Allah’a Nasıl Teslim olunur?

Allah’a Nasıl Teslim olunur?

Şems der ki; “Eğer hâlâ kızıyorsan, kendin ile olan kavgan bitmemiş demektir. Eğer hâlâ kırılıyorsan, gönül evinin tuğlaları pekişmemiş demektir. Eğer hâlâ KINIYORSAN, düşüncelerin yeterince berraklaşmamış demektir. Eğer hâlâ karşılıksız sevmiyor ve sevginde ayrım yapıyorsan, hâlâ akıl ve mantığını kullanıyor, içindeki sevginin boyutlanmasına engel oluyorsun demektir. Eğer hâlâ “BEN” demekten vazgeçmiyorsan, dizginlerin hâlâ nefsinin elinde ve sen bu esarete boyun eğiyorsun demektir. Ve eğer hâlâ “şikâyet” ediyorsan, hakikati göremiyorsun demektir.”

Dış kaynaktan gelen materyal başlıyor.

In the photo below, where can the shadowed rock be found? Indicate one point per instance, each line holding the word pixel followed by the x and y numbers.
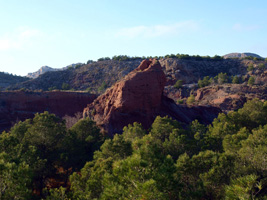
pixel 139 98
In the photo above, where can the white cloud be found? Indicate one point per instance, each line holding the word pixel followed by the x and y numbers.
pixel 241 27
pixel 18 39
pixel 158 30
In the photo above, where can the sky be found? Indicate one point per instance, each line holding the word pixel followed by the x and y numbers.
pixel 56 33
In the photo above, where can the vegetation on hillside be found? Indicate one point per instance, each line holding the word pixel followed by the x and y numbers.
pixel 7 79
pixel 40 158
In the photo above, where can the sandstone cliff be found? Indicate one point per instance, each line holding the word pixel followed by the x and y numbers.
pixel 18 106
pixel 139 97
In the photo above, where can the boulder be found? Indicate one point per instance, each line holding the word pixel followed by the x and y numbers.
pixel 138 97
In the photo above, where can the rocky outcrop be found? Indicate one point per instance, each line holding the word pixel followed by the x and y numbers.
pixel 139 98
pixel 18 106
pixel 241 55
pixel 42 70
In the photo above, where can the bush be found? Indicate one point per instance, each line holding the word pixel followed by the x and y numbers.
pixel 205 82
pixel 65 86
pixel 178 84
pixel 221 78
pixel 190 100
pixel 250 67
pixel 235 80
pixel 180 101
pixel 251 80
pixel 261 66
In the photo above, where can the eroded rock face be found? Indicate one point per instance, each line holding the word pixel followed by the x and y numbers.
pixel 139 98
pixel 18 106
pixel 135 98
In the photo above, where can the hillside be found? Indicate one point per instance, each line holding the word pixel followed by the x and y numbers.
pixel 98 76
pixel 7 80
pixel 241 55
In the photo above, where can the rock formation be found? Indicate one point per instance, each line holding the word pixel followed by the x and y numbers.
pixel 139 97
pixel 18 106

Allahü Teâlâ Kur’an-ı Kerim’le sarsılmaz bir kale ortaya koymuş ve bütün açıklamaları yapmıştır. Tabii ki iblis de (şeytan) asırlar boyunca insanları Kur’an denilen o büyük hakikatin dışına taşımaya çalışmış ve maalesef önemli ölçüde başarmıştır. Hatta öyle bir başarıya ulaşmış ki, aradan geçen yüzyılların sonunda insanlar Kur’an’ın temel faktörlerini tamamen unutmuşlar ve bu sebepten dolayı insanların çok büyük bir kısmı gizli şirktedir ve farkında de değiller. Çünkü onlar Allah’a ulaşmayı dilemiyorlar.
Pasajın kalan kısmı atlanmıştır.